Scars & Homelessness

I have been thinking of home a lot lately. What got me started, oddly enough, was a conversation about scars. I have more than a few scars. The visible ones dot my body from head to toe. I bear several on my face, the biggest of which is a puckered scat forming an arc from the corner of my lip to the middle of my chin. Visible scars are but a fraction of the scars we carry. Childhood taunts and disappointment leave invisible scars, as do adult betrayals and failures. No one gets out of life unscarred!

In the midst of the “scar” conversation, I had a thought. “There will only be one set of scars in Heaven.!” All my painfully earned stripes will be forever gone, only “those wounds yet visible above” as the hymn say will remain. These scars become a badge of honour adorning our glorified Saviour.
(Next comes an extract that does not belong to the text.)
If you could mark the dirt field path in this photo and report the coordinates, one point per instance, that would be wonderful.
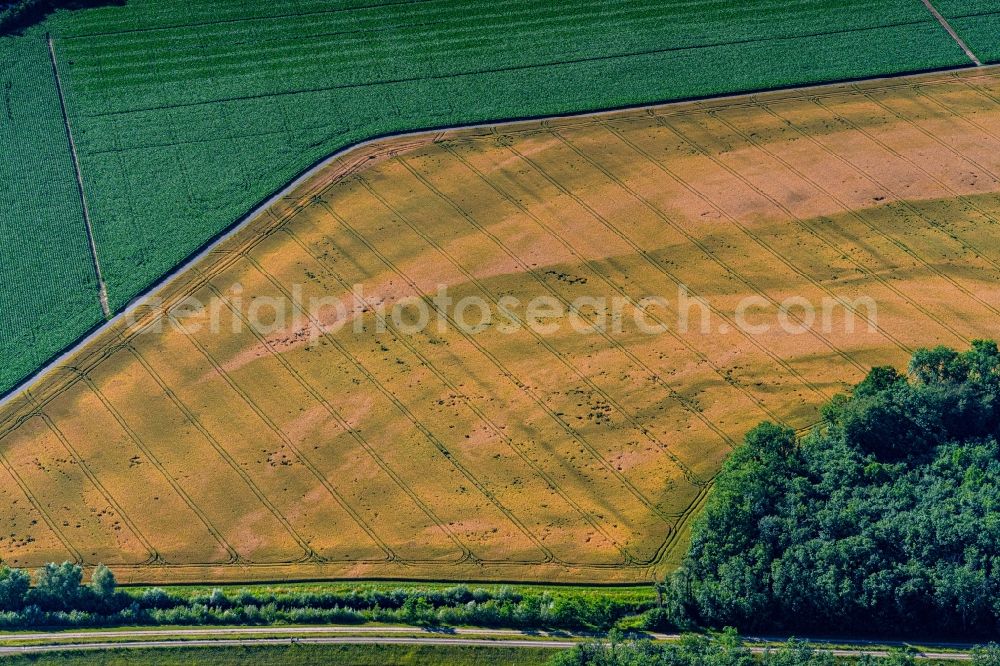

Those of us who have come to believe on His Name, will be totally and finally healed by those stripes. This thought made me yearn for home, the home He has prepared for me!

During his earthly sojourn, Jesus though He ‘pitched his tent’ or ‘tabernacled with us’ or ‘dwelt among us’, seldom had a home here. His first bed was borrowed from cattle. His early years He lived as refugee in Egypt. His earthly remains rested in a borrowed tomb. Between the manger and the grave, he said “Foxes have their holes, birds have their nest, but the Son of Man has no place to lay his head.”
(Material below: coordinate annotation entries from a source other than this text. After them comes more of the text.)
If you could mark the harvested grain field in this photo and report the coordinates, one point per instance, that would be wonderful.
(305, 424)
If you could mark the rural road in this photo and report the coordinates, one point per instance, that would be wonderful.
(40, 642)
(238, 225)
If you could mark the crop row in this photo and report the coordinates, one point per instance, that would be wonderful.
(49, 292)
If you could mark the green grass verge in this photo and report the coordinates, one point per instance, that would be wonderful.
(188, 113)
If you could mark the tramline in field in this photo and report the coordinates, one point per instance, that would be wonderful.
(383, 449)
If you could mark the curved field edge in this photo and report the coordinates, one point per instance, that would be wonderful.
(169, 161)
The other night, at our Prayer Meeting, we were discussing the plague of homelessness we are seeing in Saint John. We were able to take our concerns to the One who knew homelessness so well.

This type of homelessness ought to move us to action as well as prayer, not just at this time of year but throughout the year.
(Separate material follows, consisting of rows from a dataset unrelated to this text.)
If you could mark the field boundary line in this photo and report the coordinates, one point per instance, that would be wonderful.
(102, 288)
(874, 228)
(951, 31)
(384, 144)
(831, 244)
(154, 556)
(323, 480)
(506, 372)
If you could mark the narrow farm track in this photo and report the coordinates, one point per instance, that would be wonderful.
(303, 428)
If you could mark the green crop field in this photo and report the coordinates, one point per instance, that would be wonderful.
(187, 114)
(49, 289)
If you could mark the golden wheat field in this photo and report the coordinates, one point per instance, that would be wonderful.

I find myself sometimes languishing with ‘home sickness’ for Heaven. One day my scars, both those inside as well as out, will be gone and I will be truly home for Christmas. The love of Christ constrains us to share the Good News to the poor and homeless that this, though unfair, is a temporary state and a home is being prepared for all who call on the Name of the Lord. This season provides us with a cultural opportunity to do just that. Let us take the challenge and the opportunity to share the Good News, “By His stripes you are healed.”